那覇空港第1滑走路近くで4月、相次いで見つかった不発弾3発は1944年の10・10空襲で航空機から投下された可能性が高いことが3日までに専門家の指摘で分かった。戦後、米軍が整備した那覇空港の現場周辺は不発弾処理がほとんど行われていないとみられ、工事関係者は「今後も発見される恐れがある」と懸念する。(社会部・勝浦大輔、比嘉太一)

不発弾が3発見つかった場所

那覇空港第1滑走路そばの工事現場で発見された米国製250キロ爆弾。わずか13日間で同型の爆弾3発が見つかった(那覇市提供)

10・10空襲で、米艦載機の爆撃を受けて炎上する旧日本海軍の小禄飛行場(現那覇空港)=1944年10月10日(県公文書館所蔵)

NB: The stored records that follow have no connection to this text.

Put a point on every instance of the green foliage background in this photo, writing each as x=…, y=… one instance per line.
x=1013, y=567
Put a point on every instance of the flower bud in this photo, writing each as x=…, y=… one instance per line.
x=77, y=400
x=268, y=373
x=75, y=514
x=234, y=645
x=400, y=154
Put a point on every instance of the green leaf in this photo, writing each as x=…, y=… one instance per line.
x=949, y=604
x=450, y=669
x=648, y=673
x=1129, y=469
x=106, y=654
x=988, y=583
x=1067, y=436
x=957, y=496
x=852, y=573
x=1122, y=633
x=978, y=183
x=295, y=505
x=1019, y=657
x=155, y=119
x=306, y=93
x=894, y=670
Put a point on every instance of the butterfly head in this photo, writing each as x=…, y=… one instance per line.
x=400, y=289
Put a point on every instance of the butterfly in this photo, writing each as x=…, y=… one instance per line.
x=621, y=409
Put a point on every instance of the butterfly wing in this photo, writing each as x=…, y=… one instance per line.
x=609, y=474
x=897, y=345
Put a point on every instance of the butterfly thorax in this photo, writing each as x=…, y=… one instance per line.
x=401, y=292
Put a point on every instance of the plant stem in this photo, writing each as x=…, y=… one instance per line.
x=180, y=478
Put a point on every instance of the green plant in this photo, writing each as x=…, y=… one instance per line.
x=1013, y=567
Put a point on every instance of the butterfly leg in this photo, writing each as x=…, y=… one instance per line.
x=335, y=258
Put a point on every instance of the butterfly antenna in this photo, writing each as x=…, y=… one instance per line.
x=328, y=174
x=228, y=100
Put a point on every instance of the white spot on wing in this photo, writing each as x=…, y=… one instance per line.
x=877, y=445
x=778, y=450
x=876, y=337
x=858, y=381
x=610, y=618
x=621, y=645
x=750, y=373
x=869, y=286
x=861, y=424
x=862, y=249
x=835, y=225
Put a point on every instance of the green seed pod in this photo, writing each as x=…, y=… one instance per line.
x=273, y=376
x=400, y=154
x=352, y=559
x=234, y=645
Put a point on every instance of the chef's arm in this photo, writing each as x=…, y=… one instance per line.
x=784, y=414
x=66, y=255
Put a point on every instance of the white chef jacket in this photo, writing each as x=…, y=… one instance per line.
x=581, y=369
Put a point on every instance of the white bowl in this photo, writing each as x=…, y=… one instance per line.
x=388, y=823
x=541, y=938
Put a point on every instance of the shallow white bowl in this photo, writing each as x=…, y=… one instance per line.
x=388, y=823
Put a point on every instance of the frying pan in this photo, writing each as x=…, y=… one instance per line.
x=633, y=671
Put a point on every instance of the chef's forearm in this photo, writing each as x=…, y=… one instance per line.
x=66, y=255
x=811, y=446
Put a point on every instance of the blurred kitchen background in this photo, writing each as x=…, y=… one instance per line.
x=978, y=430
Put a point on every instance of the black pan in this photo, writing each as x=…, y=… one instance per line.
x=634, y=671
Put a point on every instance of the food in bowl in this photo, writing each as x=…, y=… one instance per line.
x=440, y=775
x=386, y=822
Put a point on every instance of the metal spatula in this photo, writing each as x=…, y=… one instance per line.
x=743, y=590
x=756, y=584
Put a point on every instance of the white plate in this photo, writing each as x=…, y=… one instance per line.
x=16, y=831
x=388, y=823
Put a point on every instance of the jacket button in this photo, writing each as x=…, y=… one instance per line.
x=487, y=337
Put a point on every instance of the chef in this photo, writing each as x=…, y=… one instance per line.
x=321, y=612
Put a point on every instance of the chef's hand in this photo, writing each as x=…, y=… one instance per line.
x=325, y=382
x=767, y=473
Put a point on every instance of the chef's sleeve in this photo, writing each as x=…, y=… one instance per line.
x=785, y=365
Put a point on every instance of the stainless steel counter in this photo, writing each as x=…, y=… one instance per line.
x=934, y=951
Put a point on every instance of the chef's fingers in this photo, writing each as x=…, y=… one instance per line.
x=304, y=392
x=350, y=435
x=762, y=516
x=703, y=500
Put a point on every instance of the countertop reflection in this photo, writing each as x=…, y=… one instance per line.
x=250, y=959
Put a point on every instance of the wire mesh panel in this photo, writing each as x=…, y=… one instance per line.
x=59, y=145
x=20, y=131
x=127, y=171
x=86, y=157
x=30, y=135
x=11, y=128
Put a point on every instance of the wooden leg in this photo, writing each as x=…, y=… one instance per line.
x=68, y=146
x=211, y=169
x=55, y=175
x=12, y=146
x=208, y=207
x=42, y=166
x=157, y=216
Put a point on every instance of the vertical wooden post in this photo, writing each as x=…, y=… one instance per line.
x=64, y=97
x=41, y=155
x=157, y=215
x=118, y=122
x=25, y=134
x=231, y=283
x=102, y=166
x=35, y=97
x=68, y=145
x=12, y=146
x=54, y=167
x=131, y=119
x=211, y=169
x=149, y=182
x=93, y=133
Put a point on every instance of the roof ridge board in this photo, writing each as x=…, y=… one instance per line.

不発弾が3発見つかった場所 那覇空港第1滑走路そばの工事現場で発見された米国製250キロ爆弾。わずか13日間で同型の爆弾3発が見つかった(那覇市提供) 10・10空襲で、米艦載機の爆撃を受けて炎上する旧日本海軍の小禄飛行場(現那覇空港)=1944年10月10日(県公文書館所蔵)

■250キロ爆弾

 那覇空港の前身は33年に造られた旧日本海軍の小禄飛行場。沖縄戦では中枢施設として米軍の標的となり、44年の10・10空襲で第1波の集中攻撃を受けた。市内では午前7時前から午後3時すぎまで断続的に爆弾投下が続いた。飛行場は45年6月に米海兵隊に占領され、日本復帰まで米軍の管理下にあった。

 4月17~29日の13日間で立て続けに見つかった3発の不発弾はいずれも米国製の250キロ爆弾。先に見つかった2発は4月26日に処理された。残り1発は5月4日未明に処理される。

 那覇市歴史博物館の外間政明学芸員は「250キロ爆弾は航空機から投下するもの。私が知る限り、10・10空襲以後この地域で大きな空襲はない。今回見つかった不発弾も10・10空襲時のものとみて、ほぼ間違いない」と指摘。「那覇空港は整地も米軍が行ったので、不発弾もそのままだろう」と話す。

■戦後初の工事

 発見場所は駐機場と滑走路を結ぶ誘導路(長さ約100メートル、幅約30メートル)4本を新設するうちの1本の工事現場。発注する沖縄総合事務局によると、3発とも近くで見つかった。深さ約2メートルの掘削作業中に磁気探査機が反応した。

 担当者は「滑走路や建物などの構造物がある場所は磁気探査しているので、下から不発弾が見つかることはない」と説明する。

 だが誘導路の建設現場については「おそらく戦後初めて工事する場所。今後また不発弾が出てくる可能性はある」と認める。現在2本の誘導路建設が始まっており、4本全ての工事完了は9月を予定している。

■過去20回処理

 空港は復帰後、ターミナルビル建設や滑走路の拡張、増設などの整備が進められてきた。那覇市が把握するだけで、78年~2020年の那覇空港での不発弾処理は20回に及んでいる。

 今回見つかった不発弾が処理されるまで第1滑走路は閉鎖され、空港は第2滑走路だけでの運用を強いられる。大型連休中は多くの離着陸があるが、コロナ禍の影響で今年は例年の3分の1以下に激減している。

 空港関係者は「平時であれば遅延便などが発生し、影響は甚大だった」と説明。別の関係者は「第2滑走路の完成前だったら、滑走路が使えず空港は閉鎖状態に陥っていた」などと話した。

【10・10空襲とは】
    
 1944年10月10日に沖縄や奄美などを襲った米軍の無差別爆撃。延べ1396機の艦載機から541トンもの爆弾を投下した。日本軍の軍事拠点の破壊と本土攻略に向けた沖縄の地形空撮などが目的。各地の飛行場や港が壊滅的被害を受け、旧防衛庁資料などによると死者668人を含む約1500人が死傷し、那覇は市域の約9割が焼失した。このほか久米島沖でも八重山からの徴用船が撃沈されて約600人が亡くなった。